10 Outdoor Essentials for the Invasive Species Conscious Person

10 Outdoor Essentials for the Invasive Species Conscious Person
10 Outdoor Essentials for the Invasive Species Conscious Person

Preventing the spread of invasives while out on the trails doesn’t have to be complicated. Here is our list of 10 essentials you’ve got to bring with you for responsible outdoor recreation!

Let’s not overlook the list of essentials that all hikers should take with them; our list is about environmental conservation more than about survival, but both are important!

1. Snacks

Photo source: Public Domain Pictures

Snacks provide the necessary fuel to keep you going while recreating. Dried fruit, granola bars or trail mix are all great options to bring (just don’t pick the candy out of our trail mix!).

2. ‘Play Clean Go’ boot brush

Photo source: ISCBC

A boot brush comes in very handy, especially after adventuring on muddy trails. Make sure you clean your shoes and gear for mud, seeds and plant parts after spending time on the trails to reduce the spread of invasive species.

You can keep a boot brush in your bag or even store it in your car. After your adventure, simply give your shoes, gear and pets a brush off and you’ll be good to go! Check out Play Clean Go to learn more.

Don’t have a boot brush yet? You can visit us at an upcoming community event, and we’ll give you one for free! Follow us on Instagram, Facebook or Twitter to find out where we’ll be next.

3. Extra Layers


Packing an extra jacket is always a good idea no matter where you go, and it’s convenient when you’re outdoors, as the weather can be unpredictable.

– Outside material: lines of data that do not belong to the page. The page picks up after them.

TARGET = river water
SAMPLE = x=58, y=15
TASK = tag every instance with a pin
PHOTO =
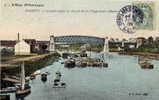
x=122, y=80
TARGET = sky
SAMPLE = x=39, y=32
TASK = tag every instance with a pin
x=41, y=24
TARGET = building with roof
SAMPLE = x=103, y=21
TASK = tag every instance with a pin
x=22, y=48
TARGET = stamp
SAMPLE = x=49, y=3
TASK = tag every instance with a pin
x=138, y=16
x=128, y=17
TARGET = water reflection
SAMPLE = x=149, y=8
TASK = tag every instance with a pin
x=122, y=80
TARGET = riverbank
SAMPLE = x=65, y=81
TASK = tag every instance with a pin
x=149, y=55
x=32, y=63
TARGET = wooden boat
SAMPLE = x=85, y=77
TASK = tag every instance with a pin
x=70, y=63
x=144, y=63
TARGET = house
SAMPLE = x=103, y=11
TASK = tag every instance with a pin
x=140, y=41
x=22, y=48
x=7, y=44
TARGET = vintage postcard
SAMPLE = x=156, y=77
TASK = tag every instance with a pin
x=79, y=49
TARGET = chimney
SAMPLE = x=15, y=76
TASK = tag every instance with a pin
x=18, y=37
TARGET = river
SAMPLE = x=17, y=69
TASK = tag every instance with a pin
x=122, y=80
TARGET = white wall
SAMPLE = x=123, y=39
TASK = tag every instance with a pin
x=22, y=48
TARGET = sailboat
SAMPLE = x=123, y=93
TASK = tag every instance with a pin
x=24, y=88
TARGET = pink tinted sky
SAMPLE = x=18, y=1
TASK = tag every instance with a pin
x=40, y=25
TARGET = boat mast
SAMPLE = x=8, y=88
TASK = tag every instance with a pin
x=22, y=76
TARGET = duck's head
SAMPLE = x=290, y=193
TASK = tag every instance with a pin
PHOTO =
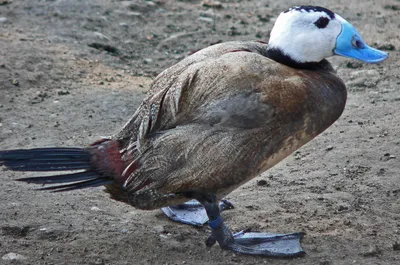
x=309, y=34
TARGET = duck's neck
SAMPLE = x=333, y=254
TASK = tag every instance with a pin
x=277, y=55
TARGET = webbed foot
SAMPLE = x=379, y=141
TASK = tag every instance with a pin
x=273, y=245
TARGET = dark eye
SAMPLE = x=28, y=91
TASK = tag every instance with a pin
x=322, y=22
x=357, y=43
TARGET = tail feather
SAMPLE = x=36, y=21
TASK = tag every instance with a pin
x=46, y=159
x=56, y=159
x=67, y=178
x=79, y=185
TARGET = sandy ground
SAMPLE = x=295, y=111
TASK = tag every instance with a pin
x=72, y=71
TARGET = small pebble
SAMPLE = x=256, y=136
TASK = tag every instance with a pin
x=262, y=182
x=13, y=256
x=101, y=36
x=396, y=246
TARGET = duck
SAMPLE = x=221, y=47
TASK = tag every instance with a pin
x=214, y=121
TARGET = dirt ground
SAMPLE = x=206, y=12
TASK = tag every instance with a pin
x=72, y=71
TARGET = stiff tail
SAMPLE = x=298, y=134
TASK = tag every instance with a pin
x=57, y=159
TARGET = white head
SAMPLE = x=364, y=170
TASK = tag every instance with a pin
x=312, y=33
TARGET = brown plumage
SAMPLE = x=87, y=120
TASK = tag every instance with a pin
x=219, y=118
x=211, y=123
x=216, y=120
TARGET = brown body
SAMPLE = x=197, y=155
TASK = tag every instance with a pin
x=218, y=119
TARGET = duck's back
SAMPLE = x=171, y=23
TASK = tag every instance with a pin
x=220, y=117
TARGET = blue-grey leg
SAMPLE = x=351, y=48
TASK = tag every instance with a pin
x=273, y=245
x=192, y=212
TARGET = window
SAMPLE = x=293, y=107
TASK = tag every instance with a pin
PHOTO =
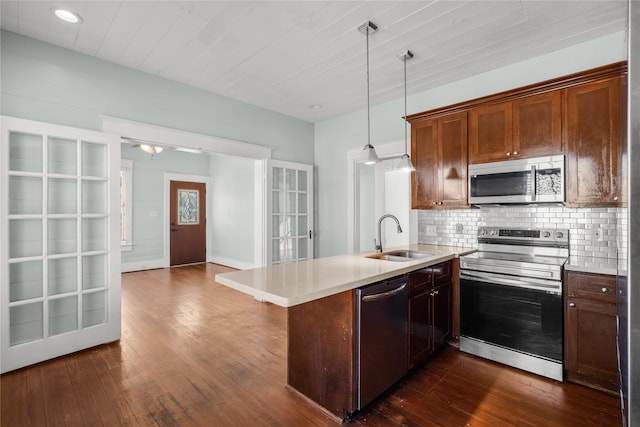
x=126, y=204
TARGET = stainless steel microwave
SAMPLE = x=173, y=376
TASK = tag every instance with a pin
x=535, y=180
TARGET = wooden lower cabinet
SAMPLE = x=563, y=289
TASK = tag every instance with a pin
x=321, y=347
x=430, y=297
x=321, y=352
x=590, y=331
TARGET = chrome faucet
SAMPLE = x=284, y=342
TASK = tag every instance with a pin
x=378, y=242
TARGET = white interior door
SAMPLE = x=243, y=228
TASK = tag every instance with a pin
x=290, y=212
x=60, y=246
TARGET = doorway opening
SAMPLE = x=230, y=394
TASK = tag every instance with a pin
x=188, y=218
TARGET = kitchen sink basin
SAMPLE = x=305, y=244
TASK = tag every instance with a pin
x=400, y=256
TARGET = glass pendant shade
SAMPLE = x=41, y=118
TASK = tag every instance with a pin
x=369, y=155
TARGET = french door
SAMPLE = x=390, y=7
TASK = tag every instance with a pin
x=60, y=247
x=290, y=207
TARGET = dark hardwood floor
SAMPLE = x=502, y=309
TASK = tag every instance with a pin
x=196, y=353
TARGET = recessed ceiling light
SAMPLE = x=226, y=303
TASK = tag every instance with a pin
x=68, y=16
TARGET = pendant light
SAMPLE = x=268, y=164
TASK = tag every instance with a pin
x=405, y=160
x=368, y=155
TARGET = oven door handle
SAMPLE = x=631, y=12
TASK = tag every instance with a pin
x=553, y=288
x=538, y=272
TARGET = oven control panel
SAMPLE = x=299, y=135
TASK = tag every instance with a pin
x=529, y=235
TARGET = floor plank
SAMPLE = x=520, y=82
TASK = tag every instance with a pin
x=196, y=353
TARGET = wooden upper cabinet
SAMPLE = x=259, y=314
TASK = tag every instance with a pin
x=594, y=117
x=537, y=125
x=526, y=127
x=424, y=153
x=490, y=133
x=452, y=151
x=439, y=153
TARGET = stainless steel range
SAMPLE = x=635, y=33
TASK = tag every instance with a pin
x=511, y=298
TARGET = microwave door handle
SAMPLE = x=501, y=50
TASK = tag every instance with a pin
x=533, y=183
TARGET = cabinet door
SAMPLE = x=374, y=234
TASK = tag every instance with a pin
x=420, y=341
x=441, y=323
x=590, y=343
x=490, y=133
x=537, y=125
x=452, y=153
x=424, y=152
x=593, y=134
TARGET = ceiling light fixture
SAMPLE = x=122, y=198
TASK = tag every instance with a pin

If you live in a rainy area like the Sea to Sky, throwing in a rain jacket is not a bad idea.

4. iNaturalist app downloaded on your phone


iNaturalist is a free app that allows users to record observations of the natural world around them. You may record observations of all life forms (whether native or invasive). iNaturalist is extremely helpful for scientists, as they use that data to better understand where certain plants, insects and animals are found. What’s more, using iNaturalist can also help you identify certain plants, animals and insects around you!

You can learn more about iNaturalist and how to get started in this blog post.

5. Water bottle


Stay hydrated on the trail. Summer days can get very hot, so bringing water with you is essential! Using electrolyte tablets or powder can also boost your hydration.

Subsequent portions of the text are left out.